How does the OOM-Killer select a task to kill?

 

How does the OOM-Killer select a task to kill?

 SOLUTION 已验证 - 已更新 2017年二月28日16:41 - 

English 

环境

  • Red Hat Enterprise Linux ( All version)

问题

  • How does the OOM-Killer select a task to kill?

决议

When a system runs out of memory and OOM-killer is needed to set memory free in order to allow new memory allocations, any process in the system's task list is a candidate to be killed. This does not necessarily mean that the process which has the biggest virtual memory area will be a direct first hit, however it has its chances of being killed as well.
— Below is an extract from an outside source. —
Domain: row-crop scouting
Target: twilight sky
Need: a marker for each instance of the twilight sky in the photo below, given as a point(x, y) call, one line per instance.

When the routine OOM-killer is called, it iterates over the task list calculating a score, called 'badness', for each process enlisted there. In its context the badness calculator utilizes a fairly simple formula that tries to select the better task to kill in a system following this logic:

  1. try to lose the minimum amount of work done;
  2. permit to recover a large amount of memory;
  3. try to not kill anything innocent of allocating large amount of memory;
  4. try to kill the minimum amount of tasks at a time (one process is always the goal);
  5. try to kill what end-users expect the kernel should kill;

When OOM-killer is calculating a given process badness, the first thing taken into account is the process total virtual memory size (vm), in pages, and this number will serve as the base for all further OOM-killer 'badness' score calculations. While one might think that processes which have big "vms" are prone to be first selected by OOM-killer, the calculations also take into consideration other data to adjust a process score, thus giving to it a chance of not being killed even if it is the biggest memory allocator in the box.

Below, these are other things that will adjust a process 'badness' score:

  • Forked childs: for each child which has its own 'vm', a half of that vm is accounted to a task points score;
  • CPU time: a task gets its score reduced by a factor rendered from the integer part of the square root of its CPU running time. So last longing tasks or tasks runing often are adjusted to score less, even if they are allocating big chunks of memory;
  • Niced processes: a niced process is considered less important, so they get their score doubled;
  • Superuser processes: As they are usually considered more important, they get their score reduced by a factor of 4;
  • External adjustment: System administrator can do external adjustments to this calculations, in order to prevent oom-killer to kill an undesirable process which otherwise would be killed in a memory shortage.